In cosmetics, we usually have the most water, which is known as Aqua. As the names of chemical substances are given in English, oils can be recognized by the Oil particle, butter – Butter, extracts – Extract, hydrolates – Flower Water, alcohols – Alcohol, acids – Acid, glycols – Glycol etc. It is also worth noting that silicones we will recognize the endings -cone, -siloxane or -conol, and parabens after the term -paraben.
The fragrance composition as a whole is referred to as Parfum or possibly Aroma, however the individual components of the fragrance, which have been recognized as potential allergens according to European Union law, must be listed in the INCI composition if their concentration exceeds 0.01% in a washable cosmetic or 0.001% in a permanent cosmetic. This group consists of 26 substances, among them the most popular are: Benzyl Salicylate, Benzyl Alcohol, Citronellol, Limonene, Linalool, Eugenol, Geraniol.
Dyes, on the other hand, are most often given in the form of the abbreviation CI (Color Index) with a specific number, eg CI 77891 (titanium dioxide, titanium white). I also encourage you to read one of the previous articles in the “Skin Care” series on atopic skin care, in which you will find tips on what ingredients to look for on the list and which to avoid if you are struggling with dry skin or atopic dermatitis.
What do we not learn from the composition according to INCI?
Although the composition according to INCI provides us with a lot of information about the cosmetic, it does not allow us to recreate the recipe exactly. We will not find a specific content (percentage or weight) of a given ingredient, nor will we find out in what proportions individual substances were used. This means that we can meet two cosmetics with the same composition according to INCI, but differing in formula and properties.
The composition in the form of a list does not say anything about the quality of the ingredient used, and the quality, purity and method of obtaining the substance are of great importance, especially in the case of natural ingredients, such as oils or essential oils. For example, we have refined and unrefined oils, the chemical composition of which will differ significantly. Similarly, various extraction methods have an impact on the content of individual compounds in, for example, essential oils or plant hydrolates.
The maximum concentration of some substances is regulated by law, which allows us to conclude what amount of a given ingredient can be expected in our cosmetic. In products with acids, vitamin C or retinol, manufacturers often indicate the percentage concentration for marketing reasons or because they offer products with a different concentration of a given substance.

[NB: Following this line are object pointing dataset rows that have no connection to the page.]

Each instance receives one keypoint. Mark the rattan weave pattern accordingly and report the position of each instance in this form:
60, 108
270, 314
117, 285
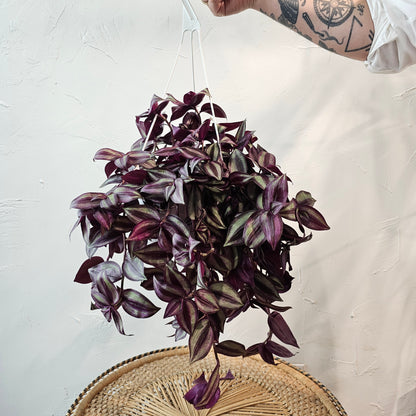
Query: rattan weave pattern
153, 384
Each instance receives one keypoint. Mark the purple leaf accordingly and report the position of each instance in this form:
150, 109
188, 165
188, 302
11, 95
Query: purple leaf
311, 218
137, 214
235, 230
289, 211
206, 301
153, 255
111, 269
204, 395
305, 198
226, 296
253, 233
126, 193
177, 195
230, 348
165, 291
118, 322
218, 111
82, 275
133, 268
276, 190
137, 305
272, 226
108, 154
182, 249
201, 340
172, 308
144, 229
237, 162
280, 328
135, 177
266, 354
192, 153
175, 278
187, 315
175, 225
213, 169
278, 350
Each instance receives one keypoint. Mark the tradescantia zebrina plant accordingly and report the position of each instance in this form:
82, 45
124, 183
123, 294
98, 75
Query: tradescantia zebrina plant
204, 219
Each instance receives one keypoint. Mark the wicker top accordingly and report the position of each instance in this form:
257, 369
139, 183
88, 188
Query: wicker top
153, 384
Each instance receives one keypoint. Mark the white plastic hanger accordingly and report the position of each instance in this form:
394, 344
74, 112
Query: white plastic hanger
190, 23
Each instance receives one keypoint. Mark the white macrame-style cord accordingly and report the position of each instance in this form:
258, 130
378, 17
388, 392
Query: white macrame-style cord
190, 24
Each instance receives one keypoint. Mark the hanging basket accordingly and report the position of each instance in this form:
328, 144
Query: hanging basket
154, 384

Sometimes you can get the impression that the active substance at the end of the list is present in the cosmetic in trace amounts and there is no chance of giving us a visible result. In fact, sometimes it is a marketing maneuver to declare the content of popular but expensive ingredients. A small addition is to enable the name to be placed on the packaging and encourage consumers to buy the product. Sometimes, however, ingredients simply have a low maximum allowable concentration or their effect is strong even at low concentrations. Such an example will be cosmetics with retinol, where the concentration of 0.5% already gives specific effects, and in owners of sensitive skin it can even cause irritation or flaking.

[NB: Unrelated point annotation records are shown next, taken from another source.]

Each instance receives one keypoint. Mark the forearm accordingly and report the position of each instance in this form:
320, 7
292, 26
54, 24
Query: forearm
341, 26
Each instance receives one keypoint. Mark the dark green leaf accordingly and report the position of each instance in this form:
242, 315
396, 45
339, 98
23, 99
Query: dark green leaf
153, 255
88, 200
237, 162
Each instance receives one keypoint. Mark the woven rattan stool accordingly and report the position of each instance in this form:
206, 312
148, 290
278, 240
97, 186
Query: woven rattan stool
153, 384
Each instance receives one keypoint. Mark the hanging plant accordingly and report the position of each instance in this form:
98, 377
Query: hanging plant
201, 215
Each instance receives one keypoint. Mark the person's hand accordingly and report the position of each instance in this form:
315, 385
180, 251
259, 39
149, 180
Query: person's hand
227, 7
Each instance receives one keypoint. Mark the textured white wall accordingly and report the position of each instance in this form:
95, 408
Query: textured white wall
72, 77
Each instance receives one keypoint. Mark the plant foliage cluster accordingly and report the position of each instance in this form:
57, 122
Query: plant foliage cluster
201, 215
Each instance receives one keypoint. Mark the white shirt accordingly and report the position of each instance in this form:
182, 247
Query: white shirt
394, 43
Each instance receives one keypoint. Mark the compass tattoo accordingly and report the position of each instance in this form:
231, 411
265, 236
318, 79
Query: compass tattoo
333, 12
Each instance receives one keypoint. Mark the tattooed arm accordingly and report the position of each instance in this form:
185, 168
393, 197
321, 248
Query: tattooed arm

Of course, learning to analyse the composition of cosmetics requires practice, remembering foreign names and remembering the basic concepts of chemistry lessons, but this does not mean that each of us must have a PhD in cosmetic chemistry. Knowledge of the basic rules will allow for an overall assessment of the composition. We pay more and more attention to what we eat. Why not approach what we apply on the skin with the same care? Thanks to this, we will not only avoid disappointments related to the effectiveness of the products, but also minimize the risk of allergies or irritations. So let’s learn the rules and practice. Good luck!
It is worth taking a look: Regulation (EC) No. 1223/2009 of the European Parliament and of the Council of 30 November 2009 on cosmetic products.